Horace Greeley's New-York Tribune
Author :
Publisher : Cornell University Press
Total Pages : 336
Release :
ISBN-10 : 0801446678
ISBN-13 : 9780801446672
Rating : 4/5 (78 Downloads)

Book Synopsis Horace Greeley's New-York Tribune by : Adam-Max Tuchinsky

Download or read book Horace Greeley's New-York Tribune written by Adam-Max Tuchinsky and published by Cornell University Press. This book was released on 2009 with total page 336 pages. Available in PDF, EPUB and Kindle. Book excerpt: Historians and biographers have struggled to reconcile these seemingly contradictory tendencies. Tuchinsky's history of the Tribune, by placing the newspaper and its ideology squarely within the political, economic, and intellectual climate of Civil War-era America, illustrates the connection between socialist reform and mainstream political thought. It was democratic socialism--favoring free labor, and bridging the divide between individualism and collectivism--that allowed Greeley's Tribune to forge a coalition of such disparate elements as the old Whigs, new Free Soil men, labor, and staunch abolitionists. This progressive coalition helped ensure the political success of the Republican Party. Indeed, even in 1860, proslavery ideologue George Fitzhugh referred to socialism as Greeley's "lost book"--The overlooked but crucial source of the Tribune's and, by extension, the Republican Party's antagonism toward slavery and its more general free labor ideology.

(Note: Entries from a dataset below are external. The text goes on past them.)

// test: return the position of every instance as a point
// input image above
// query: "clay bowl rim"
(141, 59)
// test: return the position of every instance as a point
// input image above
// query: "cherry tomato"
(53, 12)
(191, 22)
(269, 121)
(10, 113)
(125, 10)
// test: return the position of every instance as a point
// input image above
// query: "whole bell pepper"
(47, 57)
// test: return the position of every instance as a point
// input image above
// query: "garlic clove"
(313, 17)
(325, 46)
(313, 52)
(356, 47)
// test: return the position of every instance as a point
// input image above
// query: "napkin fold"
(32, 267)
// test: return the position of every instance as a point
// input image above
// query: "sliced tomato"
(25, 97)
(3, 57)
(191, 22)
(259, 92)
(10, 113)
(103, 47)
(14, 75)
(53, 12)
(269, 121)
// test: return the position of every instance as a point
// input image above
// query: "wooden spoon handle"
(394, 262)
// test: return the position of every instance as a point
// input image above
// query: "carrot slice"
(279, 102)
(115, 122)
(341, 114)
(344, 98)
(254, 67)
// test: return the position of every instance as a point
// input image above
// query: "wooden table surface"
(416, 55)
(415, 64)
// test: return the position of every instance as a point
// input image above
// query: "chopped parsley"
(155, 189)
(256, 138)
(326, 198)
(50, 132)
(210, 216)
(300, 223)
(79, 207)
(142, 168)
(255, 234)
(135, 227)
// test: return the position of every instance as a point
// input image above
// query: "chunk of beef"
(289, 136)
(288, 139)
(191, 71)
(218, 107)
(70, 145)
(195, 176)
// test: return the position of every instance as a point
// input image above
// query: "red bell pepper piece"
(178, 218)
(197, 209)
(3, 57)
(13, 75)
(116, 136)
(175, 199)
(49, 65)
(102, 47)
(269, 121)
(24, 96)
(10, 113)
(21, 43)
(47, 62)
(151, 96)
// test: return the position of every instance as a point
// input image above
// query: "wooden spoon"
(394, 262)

The Neo-Latin Verse of Urban VIII, Alexander VII and Leo XIII

The Neo-Latin Verse of Urban VIII, Alexander VII and Leo XIII
Author :
Publisher : Bloomsbury Publishing
Total Pages : 289
Release :
ISBN-10 : 9781350292390
ISBN-13 : 1350292397
Rating : 4/5 (90 Downloads)

Book Synopsis The Neo-Latin Verse of Urban VIII, Alexander VII and Leo XIII by : Stephen Harrison

Download or read book The Neo-Latin Verse of Urban VIII, Alexander VII and Leo XIII written by Stephen Harrison and published by Bloomsbury Publishing. This book was released on 2024-04-04 with total page 289 pages. Available in PDF, EPUB and Kindle. Book excerpt: A fascinating insight into the most talented Latin poets to occupy the Papal throne after Pius II Piccolomini in the 15th century, this book offers translations of and commentaries on the major poems of the three popes (all Italians): Urban VIII Barberini, Alexander VII Chigi and Leo XIII Pecci. Their highly accomplished Neo-Latin poems owe much to the major Latin poets and are significant instances of classical reception, but also cast an interesting light on their lives, times and papacies. Urban (elected pope in 1623) published a mixture of secular and religious verse, drawing on the hexameter epistles of Horace and the lyrics of Catullus and writing Horatian material in praise of Alessandro Farnese, governor of the Netherlands for Philip II of Spain, and the Spanish martyr St Laurence. Alexander (elected pope in 1655) like Urban combines secular and religious themes and often uses Horatian frameworks, writing hexameter accounts of some of the journeys he made as a papal diplomat in Germany and an Horatian ode on the fall of the Protestant stronghold of La Rochelle (1628). Leo's poetry was mostly religious and published during his papacy (1878-1903); his Horatian ode on the new millennium of 1900 was widely read, and other works include an elegy which links a shrine of the Virgin with the Battle of Lepanto; an Horatian satire on moderate diet; and hymns to saints which combine early Christian and Horatian forms.